La donna del primo Novecento è ancora erede della femme fatale del decadentismo e del simbolismo.
Malgrado il termine sia di derivazione francese, il primo esempio di femme fatale è la Fosca di Iginio Ugo Tarchetti (1869), ma simili eroine popolano i romanzi di Gabriele D'Annunzio, soprattutto quelli della prima trilogia della 'rosa': dal Piacere (1889) all'Innocente (1892), al Trionfo della morte (1894), in cui la donna è costantemente la nemica che si oppone ai sogni eroici dei protagonisti, peraltro assai sensibili al corteggio estetizzante di abiti, stoffe, accessori di lusso. La nominazione è esplicita e consapevole fin dall'inizio:

Il mercoledì d'ogni settimana Andrea Sperelli aveva un posto alla mensa della marchesa. Un martedì a sera, in un palco del Teatro Valle, la marchesa gli aveva detto, ridendo: - Bada di non mancare, Andrea, domani. Abbiamo tra gli invitati una persona interessante, anzi fatale.

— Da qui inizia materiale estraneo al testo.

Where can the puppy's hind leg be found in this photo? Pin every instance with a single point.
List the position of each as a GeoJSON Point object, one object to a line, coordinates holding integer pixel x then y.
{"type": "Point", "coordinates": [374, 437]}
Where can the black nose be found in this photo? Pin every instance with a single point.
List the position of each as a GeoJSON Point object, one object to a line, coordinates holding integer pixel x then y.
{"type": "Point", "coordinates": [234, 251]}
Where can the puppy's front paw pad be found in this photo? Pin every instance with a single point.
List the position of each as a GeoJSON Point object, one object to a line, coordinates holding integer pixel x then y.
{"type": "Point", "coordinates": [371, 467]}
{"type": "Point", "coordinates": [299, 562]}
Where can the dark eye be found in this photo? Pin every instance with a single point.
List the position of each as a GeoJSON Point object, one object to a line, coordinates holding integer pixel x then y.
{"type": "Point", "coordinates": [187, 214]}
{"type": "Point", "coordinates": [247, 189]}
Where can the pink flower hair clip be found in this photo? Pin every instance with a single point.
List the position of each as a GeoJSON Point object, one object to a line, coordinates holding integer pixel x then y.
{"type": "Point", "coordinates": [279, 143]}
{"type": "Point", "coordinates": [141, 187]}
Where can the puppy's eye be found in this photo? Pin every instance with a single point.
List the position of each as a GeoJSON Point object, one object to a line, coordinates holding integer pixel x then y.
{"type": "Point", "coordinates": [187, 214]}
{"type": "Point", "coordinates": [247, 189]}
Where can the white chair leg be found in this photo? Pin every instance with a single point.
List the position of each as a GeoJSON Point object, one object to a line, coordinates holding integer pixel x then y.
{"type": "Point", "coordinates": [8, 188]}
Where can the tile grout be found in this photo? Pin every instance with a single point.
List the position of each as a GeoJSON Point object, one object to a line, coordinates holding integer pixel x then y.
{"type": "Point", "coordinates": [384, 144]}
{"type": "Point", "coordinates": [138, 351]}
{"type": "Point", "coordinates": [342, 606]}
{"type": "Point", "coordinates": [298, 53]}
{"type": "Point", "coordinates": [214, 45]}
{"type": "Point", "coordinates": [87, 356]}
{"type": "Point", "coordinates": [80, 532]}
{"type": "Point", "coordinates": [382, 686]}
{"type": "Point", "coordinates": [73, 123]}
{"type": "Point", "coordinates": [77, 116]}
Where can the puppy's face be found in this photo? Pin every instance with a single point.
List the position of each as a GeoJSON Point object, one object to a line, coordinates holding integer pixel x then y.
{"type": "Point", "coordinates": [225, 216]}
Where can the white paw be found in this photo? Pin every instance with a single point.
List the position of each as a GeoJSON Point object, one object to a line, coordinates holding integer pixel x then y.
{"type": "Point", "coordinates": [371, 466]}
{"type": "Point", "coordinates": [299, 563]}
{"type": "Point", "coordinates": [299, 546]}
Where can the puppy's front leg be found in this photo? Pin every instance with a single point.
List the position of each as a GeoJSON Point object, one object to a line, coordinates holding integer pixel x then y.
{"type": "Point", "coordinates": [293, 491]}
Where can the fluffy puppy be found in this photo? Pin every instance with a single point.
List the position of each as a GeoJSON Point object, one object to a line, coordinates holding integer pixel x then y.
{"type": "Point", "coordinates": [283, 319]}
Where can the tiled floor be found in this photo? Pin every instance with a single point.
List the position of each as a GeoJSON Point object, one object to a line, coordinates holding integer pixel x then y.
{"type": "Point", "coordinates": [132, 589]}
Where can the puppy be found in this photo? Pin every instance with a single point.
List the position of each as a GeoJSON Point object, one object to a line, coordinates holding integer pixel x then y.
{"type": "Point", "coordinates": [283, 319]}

Premunisciti però contro la malia ... Tu sei in un momento di debolezza. Egli le aveva risposto, ridendo: - Verrò inerme, se non ti dispiace, cugina; anzi in abito di vittima. È un abito di richiamo, che porto da molte sere; inutilmente, ahimè! - Il sacrificio è prossimo, cugino mio. - La vittima è pronta.
[…] Il conte intravide una figura alta e svelta, un'acconciatura tempestata di diamanti, un piccolo piede che si posò sul gradino. Poi, come anch'egli saliva la scala, vide la dama alle spalle. Ella saliva d'innanzi a lui, lentamente, mollemente, con una specie di misura. Il mantello foderato d'una pelliccia nivea come la piuma de' cigni, non più retto dal fermaglio, le si abbandonava intorno al busto lasciando scoperte le spalle. Le spalle emergevano pallide come l'avorio polito, divise da un solco morbido, con le scapule che nel perdersi dentro i merletti del busto avevano non so qual curva fuggevole, quale dolce declinazione di ali; e su dalle spalle svolgevasi agile e tondo il collo; e dalla nuca i capelli, come ravvolti in una spira, piegavano al sommo della testa e vi formavano un nodo, sotto il morso delle forcine gemmate. Quell'armoniosa ascensione della dama sconosciuta dava agli occhi d'Andrea un diletto così vivo ch'egli si fermò un istante, sul primo pianerottolo, ad ammirare. Lo strascico faceva su i gradini un fruscìo forte.